La belle image de Turgot est toujours exacte :

On peut regarder le taux de l’intérêt comme une espèce de niveau au-dessous duquel tout travail, toute culture, toute industrie, tout commerce cessent. C’est comme une mer répandue sur une vaste contrée :les sommets des montagnes s’élèvent au-dessus des eaux et forment des îles fertiles et cultivées. Si cette mer vient à s’écouler, à mesure qu’elle descend, les terrains en pente puis les plaines et les vallons paraissent et se couvrent de productions de toute espèce. Il suffit que l’eau monte ou baisse d’un pied pour inonder ou pour rendre à la culture des plaines immenses. C’est l’abondance des capitaux qui anime toutes les entreprises et le bas intérêt de l’argent est tout à la fois l’effet et l’indice de l’abondance des capitaux.

Le jour où l’intérêt des capitaux tombera à 2 p. 100, que de chemins de fer d’intérêt local pourront être ouverts, que d’inventions bienfaisantes pourront être réalisées[1] ! Ce jour-là verra sans doute la vive reprise de l’agriculture européenne fécondée par le capital et par la science.

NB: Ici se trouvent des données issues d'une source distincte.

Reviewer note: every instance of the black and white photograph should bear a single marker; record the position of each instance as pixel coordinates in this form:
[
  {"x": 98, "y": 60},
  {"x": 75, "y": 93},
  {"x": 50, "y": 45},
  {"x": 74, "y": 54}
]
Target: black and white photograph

Sans doute cette baisse du taux de l’intérêt est due en partie à ce que les capitaux sont appliqués à de nouvelles entreprises moins lucratives que les premières. Des économistes de talent ont insisté sur cet aspect de la question[2] ; mais du moment que les capitaux en quête d’un emploi sont obligés de se contenter d’un profit peu élevé, parce que sans cela ils ne trouveraient pas tous à se placer, les entreprises les plus lucratives peuvent elles aussi se procurer des capitaux à ce taux réduit. En effet, pas plus pour l’argent que

  1. Le professeur John B. Clark expose avec raison qu’un grand accroissement du capital ne multipliera pas seulement les outillages existant actuellement, mais qu’il prendra la forme d’outillages nouveaux destinés principalement à diminuer l’effort du travail ou à augmenter les jouissances humaines. V. the Quarterly Journal of Economics de Boston, d’avril 1891. De grandes inventions dans cette direction emploieraient beaucoup de capitaux et par là-même empêcheraient le taux de l’intérêt de baisser jusqu’au point où l’avantage à capitaliser disparaîtrait.
  2. V. l’Avilissement de l’intérêt, ses causes et sa durée probable, par d’Aulnis de Barrouil, professeur à l’Université d’Utrecht, 1889. Un résumé en a été donné par M. Secrétan dans la Revue d’économie politique de septembre-octobre 1889.